Havina is a Python library that can generate knowledge graphs triplets from an input text. Its implementation is based on the paper "Language models are open knowledge graphs" with some tweaks to improve performance. Havina can be used to evaluate the language comprehension of AI models or as a tool to extract triplets from text and build knowledge graphs.
Project description
Havina
Havina is a Python library that can generate knowledge graphs triplets from an input text. Its implementation is based on the paper "Language models are open knowledge graphs" with some tweaks to improve performance. Most notably, instead of summing the attention scores of each word in a relation, I am calculating their average.
The reasoning behind this change is that a simple sum of scores favors longer relations even if the extra words do not carry any relevant meaning.

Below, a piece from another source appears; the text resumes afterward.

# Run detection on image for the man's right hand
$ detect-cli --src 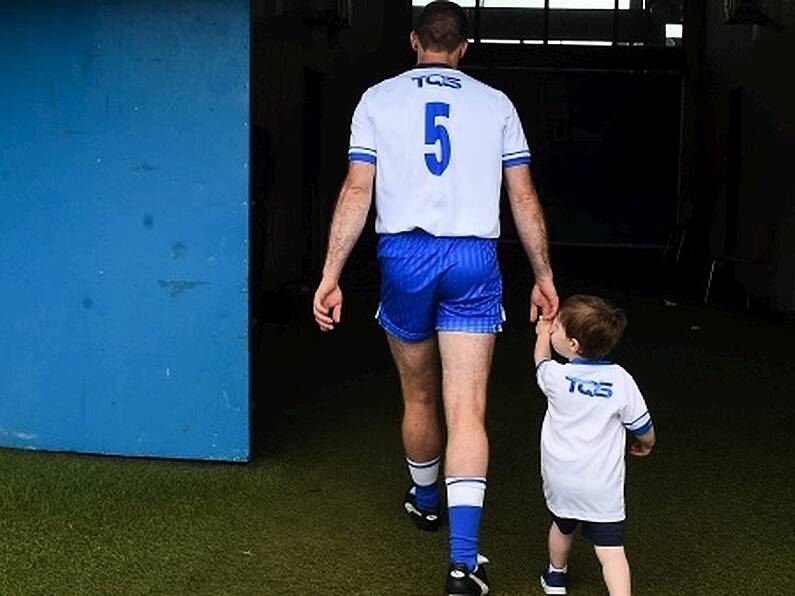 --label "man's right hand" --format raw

Havina can be used to evaluate the language comprehension of AI models or as a tool to extract triplets from text and build knowledge graphs.
How to use it
After importing the GraphGenerator
class from havina, simply call the object
with the sentence to evaluate and an optional number of workers. Each worker will span
a different process and the algorithm will split the work between them.
For more information about the constructor parameters, check the Constructor parameters section.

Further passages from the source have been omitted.